While other countries, and Congress, and our State courts are adopting a more liberal course yearly towards such public benefactors as inventers, I should regret to see this high tribunal pursue a kind of construction open to the imputation of an opposite character, or be supposed by any one to evince a feeling towards patentees which belongs to other ages rather than this (and which I am satisfied is not cherished), as if patentees were odious monopolists of the property and labors of others, when in truth they are only asking to be protected in the enjoyment and sale of their own, — as truly their own as the wheat grown by the farmer, or the wagon built by the mechanic.
Nor should we allow any prejudices against the utility of patents generally, and much less against the utility of the invention now under consideration, to make our constructions more rigid in this case. The settled doctrine of the courts now, under the lights of longer experience, though once otherwise, is in doubtful cases to incline to constructions most favorable to patentees. Grant et al. v. Raymond, 6 Peters, 218; 1 Sumner, 485; Wyeth v. Stone, 1 Story's Rep. 287; Blanchard v. Sprague, 2 Story's Rep. 169. Nor is it strange that this should be the case in the nineteenth century, however different it was some generations ago, when we daily witness how the world has been benefited since by the patented inventions and discoveries in steam, in all its wonderful varieties and utilities, and in cleaning, spinning, and weaving cotton by machinery for almost half the human race, and in myriads of other improvements in other things, shedding so benign a light over the age in which we live, and most of them excited and matured only under the protection secured to their inventers by an enlightened government.
Some estimate can be formed of the usefulness of the present patent, and its title to favor, when one machine is computed to perform the labor of planing and grooving in one day that would require fifty days by a man, and which is supposed to reduce near seven tenths the expense of such work in every building where the improved method is used,-as it ere long will be by the many millions of our own population, and in time over the civilized world.
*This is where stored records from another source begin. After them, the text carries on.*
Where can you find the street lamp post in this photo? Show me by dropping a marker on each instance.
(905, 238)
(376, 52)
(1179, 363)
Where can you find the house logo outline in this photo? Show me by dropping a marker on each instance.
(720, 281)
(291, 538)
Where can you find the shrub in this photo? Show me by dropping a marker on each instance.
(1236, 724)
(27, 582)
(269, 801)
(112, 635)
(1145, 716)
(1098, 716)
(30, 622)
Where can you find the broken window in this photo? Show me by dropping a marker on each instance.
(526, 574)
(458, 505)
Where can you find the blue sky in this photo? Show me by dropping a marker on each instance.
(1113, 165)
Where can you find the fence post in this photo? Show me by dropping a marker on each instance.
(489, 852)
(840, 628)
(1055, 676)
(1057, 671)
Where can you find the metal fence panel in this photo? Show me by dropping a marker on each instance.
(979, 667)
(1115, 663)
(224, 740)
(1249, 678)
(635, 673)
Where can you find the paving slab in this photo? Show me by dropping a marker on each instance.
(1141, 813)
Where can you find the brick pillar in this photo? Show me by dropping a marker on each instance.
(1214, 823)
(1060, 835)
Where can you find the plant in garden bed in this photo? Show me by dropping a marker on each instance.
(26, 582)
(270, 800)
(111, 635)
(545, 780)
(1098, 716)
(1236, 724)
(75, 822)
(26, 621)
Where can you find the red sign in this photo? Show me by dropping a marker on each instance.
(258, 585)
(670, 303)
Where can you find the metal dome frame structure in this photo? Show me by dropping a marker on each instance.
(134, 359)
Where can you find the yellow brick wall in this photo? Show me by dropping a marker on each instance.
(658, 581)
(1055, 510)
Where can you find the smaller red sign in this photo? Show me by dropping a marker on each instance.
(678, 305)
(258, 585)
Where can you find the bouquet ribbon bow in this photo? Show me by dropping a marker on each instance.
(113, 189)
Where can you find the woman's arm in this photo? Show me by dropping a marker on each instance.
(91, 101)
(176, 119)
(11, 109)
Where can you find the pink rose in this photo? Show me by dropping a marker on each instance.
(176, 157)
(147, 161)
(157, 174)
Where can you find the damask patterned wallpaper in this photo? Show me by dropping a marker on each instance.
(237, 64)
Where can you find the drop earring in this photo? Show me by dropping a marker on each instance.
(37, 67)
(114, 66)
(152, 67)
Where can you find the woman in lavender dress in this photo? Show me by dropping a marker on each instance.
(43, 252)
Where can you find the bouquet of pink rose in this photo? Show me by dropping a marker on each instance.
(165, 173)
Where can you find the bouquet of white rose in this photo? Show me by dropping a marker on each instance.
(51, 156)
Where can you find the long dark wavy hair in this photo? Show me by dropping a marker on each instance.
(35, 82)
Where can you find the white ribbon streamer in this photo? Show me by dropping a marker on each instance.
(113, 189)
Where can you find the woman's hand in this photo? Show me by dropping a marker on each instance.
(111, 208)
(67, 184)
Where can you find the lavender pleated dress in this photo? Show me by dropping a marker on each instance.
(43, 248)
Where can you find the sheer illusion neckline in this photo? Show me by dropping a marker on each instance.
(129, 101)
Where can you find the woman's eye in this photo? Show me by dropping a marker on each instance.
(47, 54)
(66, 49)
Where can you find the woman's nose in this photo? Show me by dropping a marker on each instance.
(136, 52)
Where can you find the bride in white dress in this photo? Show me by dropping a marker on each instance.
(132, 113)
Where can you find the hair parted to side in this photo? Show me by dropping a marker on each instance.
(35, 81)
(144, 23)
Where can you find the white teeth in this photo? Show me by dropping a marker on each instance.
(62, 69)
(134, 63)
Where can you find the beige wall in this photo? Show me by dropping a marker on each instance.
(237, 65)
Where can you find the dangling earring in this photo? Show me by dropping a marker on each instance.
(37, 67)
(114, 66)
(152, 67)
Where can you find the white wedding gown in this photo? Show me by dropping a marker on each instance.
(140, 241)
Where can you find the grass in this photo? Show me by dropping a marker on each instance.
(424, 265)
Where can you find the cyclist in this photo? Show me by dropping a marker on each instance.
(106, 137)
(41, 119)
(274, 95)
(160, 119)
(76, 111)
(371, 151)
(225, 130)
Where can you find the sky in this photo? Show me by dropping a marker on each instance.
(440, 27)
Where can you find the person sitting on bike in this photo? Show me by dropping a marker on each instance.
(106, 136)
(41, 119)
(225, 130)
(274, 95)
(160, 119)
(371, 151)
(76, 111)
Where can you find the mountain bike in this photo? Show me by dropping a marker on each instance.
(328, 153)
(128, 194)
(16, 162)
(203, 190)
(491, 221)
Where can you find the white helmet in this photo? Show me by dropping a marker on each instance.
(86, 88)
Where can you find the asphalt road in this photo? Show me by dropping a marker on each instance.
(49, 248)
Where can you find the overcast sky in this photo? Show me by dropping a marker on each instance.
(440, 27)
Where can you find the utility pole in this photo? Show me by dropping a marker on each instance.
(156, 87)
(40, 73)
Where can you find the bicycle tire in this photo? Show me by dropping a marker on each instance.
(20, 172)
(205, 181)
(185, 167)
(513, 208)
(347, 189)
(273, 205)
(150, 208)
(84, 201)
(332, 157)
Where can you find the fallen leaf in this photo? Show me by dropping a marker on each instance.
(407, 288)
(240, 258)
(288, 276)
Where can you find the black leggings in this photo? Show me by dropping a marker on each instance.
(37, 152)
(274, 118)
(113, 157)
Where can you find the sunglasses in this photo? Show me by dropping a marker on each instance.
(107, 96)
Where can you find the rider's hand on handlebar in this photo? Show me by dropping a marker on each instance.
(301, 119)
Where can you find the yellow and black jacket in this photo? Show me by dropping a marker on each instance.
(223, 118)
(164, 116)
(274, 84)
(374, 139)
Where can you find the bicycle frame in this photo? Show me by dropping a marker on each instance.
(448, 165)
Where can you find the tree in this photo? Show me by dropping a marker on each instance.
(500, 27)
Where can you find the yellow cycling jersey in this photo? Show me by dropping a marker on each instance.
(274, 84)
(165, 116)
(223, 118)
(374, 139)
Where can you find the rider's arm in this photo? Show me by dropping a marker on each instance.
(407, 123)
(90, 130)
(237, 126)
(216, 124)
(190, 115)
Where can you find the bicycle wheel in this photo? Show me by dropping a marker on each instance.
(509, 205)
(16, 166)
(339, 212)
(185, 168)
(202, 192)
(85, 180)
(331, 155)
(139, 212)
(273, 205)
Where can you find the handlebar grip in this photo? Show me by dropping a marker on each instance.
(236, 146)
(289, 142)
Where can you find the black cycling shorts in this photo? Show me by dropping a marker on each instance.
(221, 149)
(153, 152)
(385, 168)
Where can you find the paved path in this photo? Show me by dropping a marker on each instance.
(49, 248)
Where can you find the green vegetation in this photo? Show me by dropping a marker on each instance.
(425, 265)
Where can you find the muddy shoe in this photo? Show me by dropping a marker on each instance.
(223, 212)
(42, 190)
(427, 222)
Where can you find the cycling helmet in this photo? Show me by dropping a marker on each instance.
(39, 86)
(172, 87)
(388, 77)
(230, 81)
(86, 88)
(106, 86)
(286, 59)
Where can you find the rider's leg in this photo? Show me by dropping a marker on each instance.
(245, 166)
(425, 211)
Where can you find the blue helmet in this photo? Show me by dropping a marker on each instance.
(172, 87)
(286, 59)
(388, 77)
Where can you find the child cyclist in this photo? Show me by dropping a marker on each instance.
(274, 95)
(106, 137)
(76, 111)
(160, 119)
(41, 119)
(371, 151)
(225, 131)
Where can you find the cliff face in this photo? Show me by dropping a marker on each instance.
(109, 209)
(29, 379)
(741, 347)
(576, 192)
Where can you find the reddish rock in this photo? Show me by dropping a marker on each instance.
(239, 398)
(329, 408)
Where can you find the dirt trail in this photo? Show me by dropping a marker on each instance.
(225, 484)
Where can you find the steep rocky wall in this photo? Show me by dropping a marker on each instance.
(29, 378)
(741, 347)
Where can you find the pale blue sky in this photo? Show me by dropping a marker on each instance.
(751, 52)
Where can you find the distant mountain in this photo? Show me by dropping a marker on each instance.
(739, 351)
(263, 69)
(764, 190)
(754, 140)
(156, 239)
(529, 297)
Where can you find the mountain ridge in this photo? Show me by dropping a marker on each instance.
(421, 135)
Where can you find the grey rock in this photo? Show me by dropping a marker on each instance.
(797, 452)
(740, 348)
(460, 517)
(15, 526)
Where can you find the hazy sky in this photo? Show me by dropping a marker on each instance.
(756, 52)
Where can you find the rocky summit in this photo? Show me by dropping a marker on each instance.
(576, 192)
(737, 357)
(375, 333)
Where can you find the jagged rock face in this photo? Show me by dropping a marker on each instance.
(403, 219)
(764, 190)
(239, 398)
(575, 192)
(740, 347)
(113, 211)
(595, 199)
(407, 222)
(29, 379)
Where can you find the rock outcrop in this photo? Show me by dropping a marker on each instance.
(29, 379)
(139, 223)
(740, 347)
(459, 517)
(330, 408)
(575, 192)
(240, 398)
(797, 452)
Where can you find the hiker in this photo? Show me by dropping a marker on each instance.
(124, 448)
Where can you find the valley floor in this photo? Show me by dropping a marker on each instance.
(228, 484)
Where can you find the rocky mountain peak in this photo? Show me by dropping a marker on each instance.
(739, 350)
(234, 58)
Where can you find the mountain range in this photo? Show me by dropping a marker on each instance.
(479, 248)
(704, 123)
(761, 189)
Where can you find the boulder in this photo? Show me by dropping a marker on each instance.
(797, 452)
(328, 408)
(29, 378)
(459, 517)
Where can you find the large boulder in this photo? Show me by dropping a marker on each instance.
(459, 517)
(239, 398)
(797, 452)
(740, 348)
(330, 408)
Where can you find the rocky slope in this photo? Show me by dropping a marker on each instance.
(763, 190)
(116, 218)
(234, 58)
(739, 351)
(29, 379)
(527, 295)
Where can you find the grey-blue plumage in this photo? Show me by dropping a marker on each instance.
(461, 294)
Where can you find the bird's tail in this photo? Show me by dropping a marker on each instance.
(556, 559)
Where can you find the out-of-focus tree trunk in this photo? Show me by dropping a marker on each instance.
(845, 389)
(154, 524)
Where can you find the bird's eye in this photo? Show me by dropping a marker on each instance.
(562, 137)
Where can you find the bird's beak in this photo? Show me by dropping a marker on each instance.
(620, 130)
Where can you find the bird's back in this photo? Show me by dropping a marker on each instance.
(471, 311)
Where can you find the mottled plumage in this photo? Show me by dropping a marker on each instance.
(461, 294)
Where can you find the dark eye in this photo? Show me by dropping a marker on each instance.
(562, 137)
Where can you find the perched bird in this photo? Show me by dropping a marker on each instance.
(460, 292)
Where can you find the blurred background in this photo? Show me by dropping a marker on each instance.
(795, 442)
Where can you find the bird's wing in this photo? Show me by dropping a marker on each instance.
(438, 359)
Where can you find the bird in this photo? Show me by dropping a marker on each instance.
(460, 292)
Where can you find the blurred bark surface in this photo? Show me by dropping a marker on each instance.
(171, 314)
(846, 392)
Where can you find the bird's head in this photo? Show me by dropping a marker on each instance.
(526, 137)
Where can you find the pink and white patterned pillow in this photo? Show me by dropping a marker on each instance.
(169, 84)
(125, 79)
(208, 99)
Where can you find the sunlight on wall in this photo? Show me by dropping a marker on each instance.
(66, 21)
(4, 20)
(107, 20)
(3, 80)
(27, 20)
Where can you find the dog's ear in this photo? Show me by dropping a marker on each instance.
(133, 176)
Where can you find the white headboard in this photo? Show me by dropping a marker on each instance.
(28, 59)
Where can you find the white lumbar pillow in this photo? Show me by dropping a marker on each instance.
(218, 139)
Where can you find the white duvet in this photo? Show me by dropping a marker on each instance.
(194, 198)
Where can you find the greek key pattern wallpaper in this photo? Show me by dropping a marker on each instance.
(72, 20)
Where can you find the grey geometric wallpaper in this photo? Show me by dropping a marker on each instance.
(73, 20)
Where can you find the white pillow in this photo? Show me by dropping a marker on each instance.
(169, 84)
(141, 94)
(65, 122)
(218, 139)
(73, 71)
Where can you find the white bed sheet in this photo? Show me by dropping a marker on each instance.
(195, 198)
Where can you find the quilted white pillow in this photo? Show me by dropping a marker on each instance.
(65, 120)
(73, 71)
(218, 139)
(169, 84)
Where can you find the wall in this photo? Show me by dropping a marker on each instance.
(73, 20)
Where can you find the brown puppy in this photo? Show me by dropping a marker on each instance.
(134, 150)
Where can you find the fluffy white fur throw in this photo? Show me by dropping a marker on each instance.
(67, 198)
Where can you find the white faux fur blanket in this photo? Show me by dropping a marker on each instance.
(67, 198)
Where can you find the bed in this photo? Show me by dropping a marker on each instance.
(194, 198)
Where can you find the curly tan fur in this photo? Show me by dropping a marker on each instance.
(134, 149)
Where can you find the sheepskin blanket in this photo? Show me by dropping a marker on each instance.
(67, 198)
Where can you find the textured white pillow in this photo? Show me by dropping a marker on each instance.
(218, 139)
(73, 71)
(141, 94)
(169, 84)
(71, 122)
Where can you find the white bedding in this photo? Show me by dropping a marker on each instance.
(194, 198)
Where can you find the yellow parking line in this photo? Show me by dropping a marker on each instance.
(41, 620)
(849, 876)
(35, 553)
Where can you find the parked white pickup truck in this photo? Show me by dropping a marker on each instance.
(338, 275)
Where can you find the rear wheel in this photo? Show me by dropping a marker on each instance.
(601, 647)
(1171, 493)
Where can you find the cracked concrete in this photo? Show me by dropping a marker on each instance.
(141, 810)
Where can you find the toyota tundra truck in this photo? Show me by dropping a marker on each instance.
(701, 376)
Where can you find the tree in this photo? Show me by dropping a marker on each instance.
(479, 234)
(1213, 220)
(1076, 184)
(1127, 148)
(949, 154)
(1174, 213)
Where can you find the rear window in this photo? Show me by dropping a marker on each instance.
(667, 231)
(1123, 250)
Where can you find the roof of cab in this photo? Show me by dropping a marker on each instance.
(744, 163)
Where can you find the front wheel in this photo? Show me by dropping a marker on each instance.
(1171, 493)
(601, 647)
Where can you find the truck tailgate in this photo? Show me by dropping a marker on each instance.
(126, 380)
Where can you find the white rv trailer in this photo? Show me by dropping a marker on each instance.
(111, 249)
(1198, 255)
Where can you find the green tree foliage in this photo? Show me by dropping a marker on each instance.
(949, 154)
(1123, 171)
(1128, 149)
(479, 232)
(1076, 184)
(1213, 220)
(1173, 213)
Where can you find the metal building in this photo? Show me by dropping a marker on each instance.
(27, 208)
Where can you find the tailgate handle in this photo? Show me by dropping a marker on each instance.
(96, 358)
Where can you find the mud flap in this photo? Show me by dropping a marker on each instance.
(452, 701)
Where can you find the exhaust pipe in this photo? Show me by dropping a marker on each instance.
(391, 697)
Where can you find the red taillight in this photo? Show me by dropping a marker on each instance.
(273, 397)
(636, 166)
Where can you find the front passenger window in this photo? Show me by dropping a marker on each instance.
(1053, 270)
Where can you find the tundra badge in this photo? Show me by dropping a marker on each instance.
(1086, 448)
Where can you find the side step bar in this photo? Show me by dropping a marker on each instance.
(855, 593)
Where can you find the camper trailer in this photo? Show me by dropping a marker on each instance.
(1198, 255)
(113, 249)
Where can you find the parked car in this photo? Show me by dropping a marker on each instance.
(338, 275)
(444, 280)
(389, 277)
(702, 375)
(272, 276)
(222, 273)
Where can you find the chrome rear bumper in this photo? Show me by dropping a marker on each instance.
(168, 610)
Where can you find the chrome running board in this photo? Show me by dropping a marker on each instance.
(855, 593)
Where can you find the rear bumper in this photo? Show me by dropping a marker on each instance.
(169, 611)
Every honest social system must shield such inventions, and every wise one seeks undoubtedly to encourage them.
To be liberal, then, in the protection of patentees, is only to be just towards the rights of property. To stimulate them in this and other ways to greater exertions of ingenuity and talent is to increase the public wealth, and hasten the progress of practical improvements, as well as of science. And to discountenance encroachments on their rights, and defeat piracies of their useful labors, is calculated in the end to better the condition of every rank in society, and introduce wider and faster all the benefits of a superior state of civilization and the arts.